Christoph Allemann, Initiator und Organisator, teilt mir mit, dass vier Läufer auf dem XXL unterwegs sind und für den Start um 09.00 Uhr  rund 50 Teilnehmer für die 50km gemeldet sind. Interesse an den 40km, welche die Petersinsel rechts liegenlassen hat nur gerade ein Walker. Im Vorfeld sind keine Startlisten aufgeschaltet, daher ist jedes bekannte Gesicht, das auftaucht, eine Überraschung.  Zum Beispiel Karin, welche kurzfristig eine Startnummer geerbt hat.

Die Garderobe ist  im zweihundert Meter entfernten Strandbad, einen guten Kaffee gibt es in der Lago Lodge, wo auch noch ein Boxenstopp eingeschaltet werden kann. Alles ist entspannt, übersichtlich und unaufgeregt familiär. Nach ein paar Informationen zum Streckenverlauf und darin enthaltenen allenfalls kritischen Punkten geht es um 9.00 Uhr los.

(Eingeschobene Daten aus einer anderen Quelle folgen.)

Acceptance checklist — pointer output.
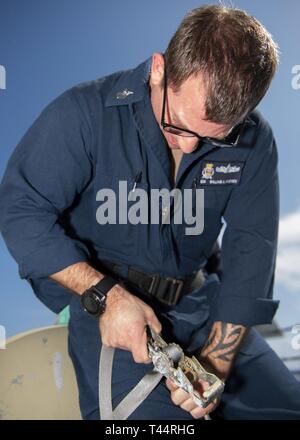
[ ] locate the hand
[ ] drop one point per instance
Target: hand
(123, 324)
(185, 400)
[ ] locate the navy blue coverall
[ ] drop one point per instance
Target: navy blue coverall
(103, 131)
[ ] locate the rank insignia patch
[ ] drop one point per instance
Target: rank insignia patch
(221, 173)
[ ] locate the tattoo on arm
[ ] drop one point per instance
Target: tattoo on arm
(223, 341)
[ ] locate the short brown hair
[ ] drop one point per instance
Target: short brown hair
(232, 50)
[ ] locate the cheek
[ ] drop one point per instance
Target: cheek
(187, 145)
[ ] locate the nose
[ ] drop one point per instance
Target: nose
(188, 145)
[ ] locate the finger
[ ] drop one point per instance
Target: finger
(179, 396)
(139, 349)
(199, 412)
(171, 385)
(189, 404)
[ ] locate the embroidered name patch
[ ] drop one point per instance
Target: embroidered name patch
(221, 173)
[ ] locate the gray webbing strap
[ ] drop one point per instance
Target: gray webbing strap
(133, 399)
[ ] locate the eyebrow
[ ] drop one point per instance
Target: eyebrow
(180, 124)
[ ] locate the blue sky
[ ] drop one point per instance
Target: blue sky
(46, 47)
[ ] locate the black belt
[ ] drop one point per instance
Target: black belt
(166, 290)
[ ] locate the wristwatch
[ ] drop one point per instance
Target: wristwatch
(93, 300)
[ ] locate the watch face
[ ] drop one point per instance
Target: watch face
(92, 303)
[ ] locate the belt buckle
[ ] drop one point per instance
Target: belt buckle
(171, 301)
(179, 288)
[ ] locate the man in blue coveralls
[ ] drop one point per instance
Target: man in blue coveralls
(183, 120)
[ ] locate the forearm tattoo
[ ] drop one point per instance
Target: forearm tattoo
(223, 341)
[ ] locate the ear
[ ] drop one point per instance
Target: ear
(157, 68)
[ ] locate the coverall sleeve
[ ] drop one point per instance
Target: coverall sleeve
(249, 243)
(49, 167)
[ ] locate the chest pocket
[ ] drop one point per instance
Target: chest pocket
(116, 214)
(197, 247)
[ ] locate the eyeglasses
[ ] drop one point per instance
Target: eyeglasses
(231, 140)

Gleich zu Beginn gibt es in der ersten Kurve einen Blick auf das hinter Bäumen versteckte Schloss Nidau, Sitz des Regierungsstatthalters und Museum. Der Straße entlang geht es zur ersten Brücke über den Nidau-Büren-Kanal, dann gleich hinunter und dem Kanal entlang bis zum Seeufer.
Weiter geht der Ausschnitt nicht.